Une belle visite sur le grand site archéologique de Monte Albán. Il fait beau, il fait chaud, et le lieu est très agréable.

Monte Albán est situé à 2 000 m. d’altitude à 9 km d’Oaxaca.

Ceux qui ont bâti Monte Albán ont choisi le site pour sa position stratégique et surtout pour une signification religieuse assez universelle : plus près du ciel, plus près des dieux. Le travail fut titanesque puisqu’ils n’hésitèrent pas à raser sur plusieurs hectares le sommet d’une colline. 
Les prêtres, les princes et les dieux se partagèrent la terrasse ainsi créée. Bien plus tard, lorsque Monte Albán et les autres cités mexicaines s’éteindront brusquement sans qu’il soit possible d’expliquer cette décadence, les Mixtèques reviendront sur le site abandonné par les Zapotèques et en feront leur cimetière royal, transformant ce qui avait été une cité sainte en une cité des Morts.

bonjour Mexique

Site web: Monte Alban

Horaires: Tous les jours : 8h00 – 18h00 

Prix d’entrée : Adultes : 75 pesos (5,05$ Can.) Enfant 13 ans – Gratuit

Mitla

Beaucoup plus petit que Monte Albán, elle vaut quand même le détour… Le charme se trouve dans les frises géométriques, unique à l’endroit. On peut aussi descendre dans une des tombes… Un peu morbide.

Mitla était une cité précolombienne occupée par les Zapotèques et par les Mixtèques  Son nom lui vient de «Mictlan», qui signifie «lieu des morts» en nahuatl. Les Zapotèques l’appelaient «Lyobaa», ce qui signifie «Lieu du repos». Le site est connu depuis sa description par le père Francisco de Burgoa au XVIIe siècle. 

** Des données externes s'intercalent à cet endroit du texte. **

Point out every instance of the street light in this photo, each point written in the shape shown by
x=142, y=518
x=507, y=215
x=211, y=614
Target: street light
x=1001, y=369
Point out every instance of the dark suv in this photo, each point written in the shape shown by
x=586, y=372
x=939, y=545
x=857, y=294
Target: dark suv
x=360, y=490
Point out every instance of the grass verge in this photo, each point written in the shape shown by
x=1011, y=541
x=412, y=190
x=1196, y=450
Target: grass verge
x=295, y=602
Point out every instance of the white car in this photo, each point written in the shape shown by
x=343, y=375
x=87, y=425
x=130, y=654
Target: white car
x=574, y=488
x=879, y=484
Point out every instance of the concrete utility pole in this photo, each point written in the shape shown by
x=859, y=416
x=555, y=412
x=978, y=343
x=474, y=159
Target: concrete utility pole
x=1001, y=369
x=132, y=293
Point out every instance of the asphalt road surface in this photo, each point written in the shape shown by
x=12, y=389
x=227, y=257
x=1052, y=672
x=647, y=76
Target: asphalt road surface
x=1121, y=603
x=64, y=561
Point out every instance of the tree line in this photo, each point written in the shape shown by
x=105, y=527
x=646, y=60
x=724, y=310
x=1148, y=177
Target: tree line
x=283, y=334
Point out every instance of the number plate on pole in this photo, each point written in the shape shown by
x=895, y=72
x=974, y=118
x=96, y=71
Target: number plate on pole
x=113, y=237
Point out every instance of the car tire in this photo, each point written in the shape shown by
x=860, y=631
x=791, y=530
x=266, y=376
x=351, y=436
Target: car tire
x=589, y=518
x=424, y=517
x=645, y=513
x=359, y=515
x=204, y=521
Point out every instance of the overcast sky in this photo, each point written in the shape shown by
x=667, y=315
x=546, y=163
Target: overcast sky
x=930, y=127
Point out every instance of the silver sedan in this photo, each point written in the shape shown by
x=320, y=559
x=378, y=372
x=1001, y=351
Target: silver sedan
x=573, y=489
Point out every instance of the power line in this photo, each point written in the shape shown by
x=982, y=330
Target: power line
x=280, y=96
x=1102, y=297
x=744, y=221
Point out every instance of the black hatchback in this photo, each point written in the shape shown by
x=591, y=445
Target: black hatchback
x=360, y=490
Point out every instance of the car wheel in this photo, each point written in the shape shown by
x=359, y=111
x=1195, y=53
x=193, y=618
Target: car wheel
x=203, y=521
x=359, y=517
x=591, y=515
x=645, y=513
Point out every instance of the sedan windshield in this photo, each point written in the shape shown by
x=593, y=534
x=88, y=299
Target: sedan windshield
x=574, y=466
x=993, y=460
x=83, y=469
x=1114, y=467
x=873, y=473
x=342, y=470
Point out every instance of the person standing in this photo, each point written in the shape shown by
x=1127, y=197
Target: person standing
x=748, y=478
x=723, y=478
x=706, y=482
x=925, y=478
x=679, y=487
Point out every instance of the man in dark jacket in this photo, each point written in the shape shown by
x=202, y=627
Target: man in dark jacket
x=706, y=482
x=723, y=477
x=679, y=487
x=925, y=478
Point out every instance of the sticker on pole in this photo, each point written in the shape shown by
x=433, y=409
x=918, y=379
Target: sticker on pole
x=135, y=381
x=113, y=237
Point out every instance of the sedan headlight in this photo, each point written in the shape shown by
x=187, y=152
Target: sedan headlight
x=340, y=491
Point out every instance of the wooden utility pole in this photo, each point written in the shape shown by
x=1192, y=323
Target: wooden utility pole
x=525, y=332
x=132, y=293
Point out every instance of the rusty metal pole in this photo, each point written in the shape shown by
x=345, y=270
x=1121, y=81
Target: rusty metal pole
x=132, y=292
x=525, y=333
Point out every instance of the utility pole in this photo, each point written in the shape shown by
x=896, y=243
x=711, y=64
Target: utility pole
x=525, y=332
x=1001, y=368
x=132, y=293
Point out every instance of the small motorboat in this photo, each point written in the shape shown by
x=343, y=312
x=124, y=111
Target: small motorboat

Son architecture est caractérisée par des frises géométriques constituées de pierres façonnées et assemblées avec une grande précision (près de 100 000 pour le seul Patio des Grecques). Le tuf volcanique local était particulièrement approprié à ce travail minutieux. Selon certains, ces mosaïques pourraient symboliser l’image du Serpent à Plumes. D’autres sont plutôt d’avis que ces motifs identifieraient des lignages. Un travail de restauration a débuté il y a quelques années. Depuis un accès sous terre, on peut voir dans le deuxième quadrilatère deux tombes, dont l’une abrite la «colonne de la vie». La légende voudrait qu’en l’enserrant de ses bras, on puisse savoir combien d’années il vous reste à vivre.

(Wikipédia)

Site web: Mitla

Horaires: Tous les jours : 8h00 – 17h00 

Prix d’entrée : Adultes : 70 pesos (4,75$ Can.) Enfant 13 ans – Gratuit

(Wikipédia)

Je vous laisse avec quelques photos prises dans la magnifique ville de Oaxaca, une ville où vous avez plusieurs chances de voir une manifestation ou une parade… Qu’elles soient pour la sauvegarde du maïs organique ou pour de meilleures conditions de travail ou tout simplement parce qu’il y a une fête.